Readers of a thousand years ago (okay, just over 6) will remember that after I gave birth to WonderGirl, I went through some serious post partum junk. I wouldn't just call it depression, because there were soooo many factors that went into it. One of the things that kept me holding on to life was blogging. People from all over the world -some of whom who I'd never met - sent me the sweetest comments and e.mails, letting me know I wasn't alone. I blogged through the pain, and eventually came out the other side.
Already this go around, I have gotten e.mails, posts, comments, even gifts from you guys and I want to thank you from the bottom of my heart for thinking of me. It has reminded me that I can't retreat into myself, as much as I want to - and I have to play through this. It's not going to be easy. But I've got my imaginary world out there where I have invisible hands holding me up and I'm going blog through this mess. It's the only way I'll survive.
So bearing that in mind, I'm sitting at an actual computer (I've been blogging from my phone for a while) and don't have to pick my words out as carefully. Let the therapy commence.
The whole my-skin-isn't-big-enough-for-this-engorgement phase is starting to pass. I'm starting to realize that I just can't escape what is happening. Every few minutes I have let-down and it feels like I'm being stabbed in the chest - and that's just physically. Emotionally I feel like everything is wrong and I need to get in the car and drive into oncoming traffic. And this will happen over and over and over for the next few months while I am trying to handle a 3 year old who is going through a massive life crisis, a 6 year old who is... well... a handful, and a newborn who gives me panic attacks because the lack of control I feel around babies gives me panic attacks, and somewhere in between all of this I'm trying to process what it means that my husband is a bishop. I'm really scared.

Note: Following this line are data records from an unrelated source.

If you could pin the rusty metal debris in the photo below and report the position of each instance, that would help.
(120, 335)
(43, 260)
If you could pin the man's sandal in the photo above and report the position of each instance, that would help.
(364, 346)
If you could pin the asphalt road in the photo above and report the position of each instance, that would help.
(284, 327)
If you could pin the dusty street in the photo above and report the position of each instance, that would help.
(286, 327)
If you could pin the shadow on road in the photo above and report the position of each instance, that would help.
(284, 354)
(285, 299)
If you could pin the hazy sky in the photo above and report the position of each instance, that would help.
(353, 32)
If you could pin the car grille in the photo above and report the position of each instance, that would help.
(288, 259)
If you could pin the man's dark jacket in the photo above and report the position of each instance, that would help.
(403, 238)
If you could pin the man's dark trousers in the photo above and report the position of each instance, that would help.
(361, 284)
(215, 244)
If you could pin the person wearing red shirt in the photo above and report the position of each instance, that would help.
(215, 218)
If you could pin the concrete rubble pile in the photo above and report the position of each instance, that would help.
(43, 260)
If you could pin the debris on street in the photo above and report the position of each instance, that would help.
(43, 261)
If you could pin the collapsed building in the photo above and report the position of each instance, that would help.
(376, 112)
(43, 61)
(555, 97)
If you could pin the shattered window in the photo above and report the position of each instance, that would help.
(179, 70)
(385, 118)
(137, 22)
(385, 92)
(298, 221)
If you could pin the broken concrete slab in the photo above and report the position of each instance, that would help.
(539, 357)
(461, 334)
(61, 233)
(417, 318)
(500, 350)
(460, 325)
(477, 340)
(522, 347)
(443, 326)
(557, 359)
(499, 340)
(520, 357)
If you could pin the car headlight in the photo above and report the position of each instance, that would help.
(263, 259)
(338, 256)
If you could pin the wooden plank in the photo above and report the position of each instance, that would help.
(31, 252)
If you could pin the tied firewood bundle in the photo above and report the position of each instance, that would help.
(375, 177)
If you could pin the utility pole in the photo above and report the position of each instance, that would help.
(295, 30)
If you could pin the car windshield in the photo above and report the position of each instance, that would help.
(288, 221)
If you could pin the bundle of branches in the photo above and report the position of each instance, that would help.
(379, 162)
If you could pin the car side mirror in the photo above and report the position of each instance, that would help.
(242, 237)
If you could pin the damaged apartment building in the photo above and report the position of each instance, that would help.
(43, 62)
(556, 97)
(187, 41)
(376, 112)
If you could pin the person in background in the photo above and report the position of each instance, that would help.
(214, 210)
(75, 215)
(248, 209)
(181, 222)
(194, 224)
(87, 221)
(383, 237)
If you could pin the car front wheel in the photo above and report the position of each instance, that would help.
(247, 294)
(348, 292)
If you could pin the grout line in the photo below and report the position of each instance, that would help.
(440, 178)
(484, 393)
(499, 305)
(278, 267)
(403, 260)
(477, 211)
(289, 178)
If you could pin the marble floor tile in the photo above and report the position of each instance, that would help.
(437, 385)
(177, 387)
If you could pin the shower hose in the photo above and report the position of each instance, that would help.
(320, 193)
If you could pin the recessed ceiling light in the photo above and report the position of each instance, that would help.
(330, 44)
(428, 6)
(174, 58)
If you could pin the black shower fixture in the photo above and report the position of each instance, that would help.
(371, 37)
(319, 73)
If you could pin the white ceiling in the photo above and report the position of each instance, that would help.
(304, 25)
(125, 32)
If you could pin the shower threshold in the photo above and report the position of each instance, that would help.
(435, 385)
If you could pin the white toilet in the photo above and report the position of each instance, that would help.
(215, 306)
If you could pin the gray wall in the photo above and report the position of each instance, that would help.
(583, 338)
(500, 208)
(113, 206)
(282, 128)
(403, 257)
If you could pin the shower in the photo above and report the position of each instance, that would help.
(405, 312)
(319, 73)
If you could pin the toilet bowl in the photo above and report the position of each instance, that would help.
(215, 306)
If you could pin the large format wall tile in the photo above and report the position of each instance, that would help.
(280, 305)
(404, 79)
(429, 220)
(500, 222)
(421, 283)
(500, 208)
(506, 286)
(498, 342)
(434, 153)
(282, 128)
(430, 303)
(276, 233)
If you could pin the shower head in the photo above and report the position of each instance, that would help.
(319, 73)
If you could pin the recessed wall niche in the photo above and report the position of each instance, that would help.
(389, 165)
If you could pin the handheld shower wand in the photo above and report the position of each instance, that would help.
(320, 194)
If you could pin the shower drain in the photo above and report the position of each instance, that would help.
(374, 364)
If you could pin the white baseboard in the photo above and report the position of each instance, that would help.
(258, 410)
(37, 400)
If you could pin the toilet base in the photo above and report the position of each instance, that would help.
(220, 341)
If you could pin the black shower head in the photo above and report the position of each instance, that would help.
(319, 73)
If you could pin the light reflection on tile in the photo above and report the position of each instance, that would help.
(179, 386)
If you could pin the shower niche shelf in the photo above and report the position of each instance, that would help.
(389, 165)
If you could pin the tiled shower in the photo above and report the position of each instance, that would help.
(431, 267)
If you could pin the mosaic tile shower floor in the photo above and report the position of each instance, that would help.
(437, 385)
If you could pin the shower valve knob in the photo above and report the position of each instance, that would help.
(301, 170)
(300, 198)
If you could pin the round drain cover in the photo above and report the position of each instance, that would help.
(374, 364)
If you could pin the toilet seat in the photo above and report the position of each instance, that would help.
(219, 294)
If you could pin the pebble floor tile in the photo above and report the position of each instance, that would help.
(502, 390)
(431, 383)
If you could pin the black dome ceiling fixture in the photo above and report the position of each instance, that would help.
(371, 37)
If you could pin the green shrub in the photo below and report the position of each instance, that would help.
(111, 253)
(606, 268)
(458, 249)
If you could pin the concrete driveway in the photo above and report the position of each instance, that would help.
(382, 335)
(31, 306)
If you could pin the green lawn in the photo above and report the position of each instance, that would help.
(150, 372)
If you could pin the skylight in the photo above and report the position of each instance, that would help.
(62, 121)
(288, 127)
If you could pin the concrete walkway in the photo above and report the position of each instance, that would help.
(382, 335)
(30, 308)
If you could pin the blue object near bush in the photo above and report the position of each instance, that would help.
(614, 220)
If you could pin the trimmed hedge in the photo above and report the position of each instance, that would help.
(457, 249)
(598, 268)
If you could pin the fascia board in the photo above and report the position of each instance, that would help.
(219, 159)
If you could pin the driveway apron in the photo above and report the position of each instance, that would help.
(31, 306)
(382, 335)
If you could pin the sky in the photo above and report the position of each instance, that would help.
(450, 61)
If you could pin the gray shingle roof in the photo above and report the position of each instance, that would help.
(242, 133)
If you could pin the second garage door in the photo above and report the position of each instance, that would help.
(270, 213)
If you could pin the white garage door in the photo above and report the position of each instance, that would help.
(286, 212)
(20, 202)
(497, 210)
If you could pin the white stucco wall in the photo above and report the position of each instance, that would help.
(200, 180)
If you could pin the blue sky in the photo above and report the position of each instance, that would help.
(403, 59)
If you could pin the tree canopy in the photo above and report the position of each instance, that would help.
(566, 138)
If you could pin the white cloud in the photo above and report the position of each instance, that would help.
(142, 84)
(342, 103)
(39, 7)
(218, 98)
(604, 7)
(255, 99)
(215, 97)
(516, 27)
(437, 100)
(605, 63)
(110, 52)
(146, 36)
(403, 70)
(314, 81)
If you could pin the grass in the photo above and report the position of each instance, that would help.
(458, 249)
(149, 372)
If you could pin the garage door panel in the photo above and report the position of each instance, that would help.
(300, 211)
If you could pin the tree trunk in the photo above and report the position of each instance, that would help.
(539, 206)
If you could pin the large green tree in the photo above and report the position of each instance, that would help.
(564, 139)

Oh - AND now I have bronchitis! I can't breathe and when I cough it feels like my lungs are trying to get out. I drove home from the doctor yesterday screaming and sobbing because I was alone and I just needed to get it out. I don't know how much more I can take.
I prayed so hard that this time I could skip this, but it doesn't appear that is happening. I do have my MIL staying longer than I've ever had help before, and the husband has been so sweet and patient. If I'm not going to have this taken from me, it helps that the people around me have been strengthened to help me up. In between those those moments where the light goes out of the world, I try to remind myself that even though it isn't the blessing I really want, at least I am being blessed.